By Rajesh Kumar Singh
CHICAGO Consumers continue to splurge on air tickets. But travel patterns are shifting so often, partly due to work-life changes wrought by the pandemic, that airlines must constantly adapt on booking plane seats and remain cautious in forecasting demand and revenue.
That situation can result in lost revenue for the carriers if they guess wrong on the best time to sell seats, while their caution in estimating revenue is taking a toll on their shares as Wall Street interprets that as a sign of slowing consumer demand.
American Airlines Chief Financial Officer Devon May attributed the challenge to the difficulty in forecasting demand. For investors, this has raised the risk of confusion.
"We're getting better at it, but demand trends are still a little bit different today than they were back in 2019," he told Reuters.
Worries about future demand were a reason American Airlines' stock fell 6% on Thursday even after it raised its full-year earnings forecast. Investors were concerned the hike was modest following the company's performance in the second quarter, analysts said.

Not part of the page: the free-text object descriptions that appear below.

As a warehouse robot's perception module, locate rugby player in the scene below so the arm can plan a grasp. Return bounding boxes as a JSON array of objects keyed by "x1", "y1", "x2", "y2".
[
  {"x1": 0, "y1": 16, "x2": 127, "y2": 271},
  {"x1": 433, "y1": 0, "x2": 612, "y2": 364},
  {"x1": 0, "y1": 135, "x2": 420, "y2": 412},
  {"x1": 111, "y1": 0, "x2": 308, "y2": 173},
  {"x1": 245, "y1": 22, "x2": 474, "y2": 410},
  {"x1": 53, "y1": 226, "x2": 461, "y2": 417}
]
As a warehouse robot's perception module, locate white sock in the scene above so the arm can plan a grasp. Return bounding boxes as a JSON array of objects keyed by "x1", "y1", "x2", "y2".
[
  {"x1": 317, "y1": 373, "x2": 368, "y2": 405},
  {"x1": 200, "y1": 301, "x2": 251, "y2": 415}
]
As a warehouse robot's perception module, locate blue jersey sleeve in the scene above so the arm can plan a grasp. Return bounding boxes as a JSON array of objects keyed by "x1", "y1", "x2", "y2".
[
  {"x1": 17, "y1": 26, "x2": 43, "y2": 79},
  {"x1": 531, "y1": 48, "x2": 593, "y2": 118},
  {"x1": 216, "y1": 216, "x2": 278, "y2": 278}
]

American is not alone in this struggle. In March, United Airlines had to change its earnings forecast for the first quarter from a profit to a loss because it overestimated demand for business travel in January and February.
In the June quarter, United held back seats for summer travel and made them available closer to the peak travel dates at higher fares in a bid to maximize revenue. It was a risky bet as booking data from the previous quarter had shown customers were booking trips well in advance.

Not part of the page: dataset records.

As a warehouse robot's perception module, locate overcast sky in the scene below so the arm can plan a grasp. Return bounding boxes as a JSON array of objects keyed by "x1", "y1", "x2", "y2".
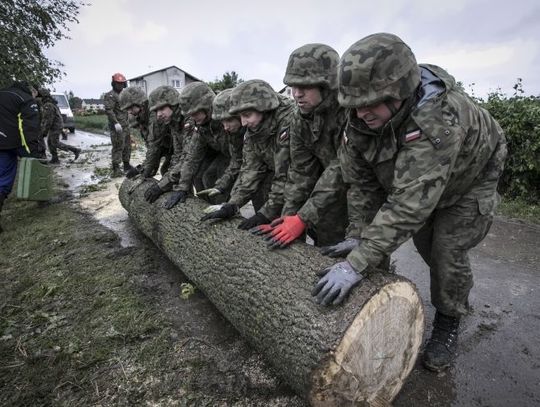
[{"x1": 46, "y1": 0, "x2": 540, "y2": 98}]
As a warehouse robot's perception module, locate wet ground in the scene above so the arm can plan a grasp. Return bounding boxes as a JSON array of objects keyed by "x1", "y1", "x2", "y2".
[{"x1": 57, "y1": 131, "x2": 540, "y2": 406}]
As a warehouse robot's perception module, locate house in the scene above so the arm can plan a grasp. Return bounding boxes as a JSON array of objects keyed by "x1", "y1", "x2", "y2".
[
  {"x1": 81, "y1": 99, "x2": 105, "y2": 112},
  {"x1": 128, "y1": 65, "x2": 201, "y2": 96}
]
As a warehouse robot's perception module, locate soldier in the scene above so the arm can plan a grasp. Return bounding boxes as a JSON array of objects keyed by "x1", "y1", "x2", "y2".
[
  {"x1": 252, "y1": 44, "x2": 347, "y2": 247},
  {"x1": 143, "y1": 86, "x2": 195, "y2": 208},
  {"x1": 103, "y1": 73, "x2": 132, "y2": 177},
  {"x1": 202, "y1": 79, "x2": 295, "y2": 230},
  {"x1": 37, "y1": 88, "x2": 81, "y2": 164},
  {"x1": 197, "y1": 89, "x2": 246, "y2": 202},
  {"x1": 147, "y1": 82, "x2": 242, "y2": 209},
  {"x1": 313, "y1": 33, "x2": 506, "y2": 371},
  {"x1": 0, "y1": 82, "x2": 43, "y2": 233},
  {"x1": 119, "y1": 86, "x2": 169, "y2": 178}
]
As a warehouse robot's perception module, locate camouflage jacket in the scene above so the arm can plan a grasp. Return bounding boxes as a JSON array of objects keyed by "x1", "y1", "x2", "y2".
[
  {"x1": 158, "y1": 112, "x2": 197, "y2": 191},
  {"x1": 283, "y1": 91, "x2": 346, "y2": 225},
  {"x1": 103, "y1": 89, "x2": 129, "y2": 129},
  {"x1": 175, "y1": 120, "x2": 242, "y2": 191},
  {"x1": 229, "y1": 96, "x2": 295, "y2": 220},
  {"x1": 340, "y1": 65, "x2": 506, "y2": 272},
  {"x1": 41, "y1": 97, "x2": 64, "y2": 137}
]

United's move paid off, helping it generate record quarterly revenue. The company's chief commercial officer, Andrew Nocella, said that was another sign that seasonal travel patterns have changed.
"The summer peak period is more spread out relative to the past," he said on Thursday on a conference call.
Airlines can no longer afford to rely on historical booking data because hybrid or remote work arrangements have allowed customers more flexibility to plan travel, said Henry Harteveldt, founder of travel consultancy Atmosphere Research Group.
As a result, airlines are leaning more on artificial intelligence and are hiring data scientists to better align seat sales, ticket pricing and flight scheduling with changing booking trends, he said.
Yet airlines face the risk of failing to keep pace with ever-shifting travel patterns and missing financial forecasts.
"This is a very difficult path to walk," Harteveldt said. "Airlines are going to take a more conservative view of things."
INVESTOR CAUTION
That caution is stoking worries among investors, who are not sure travel spending will hold up.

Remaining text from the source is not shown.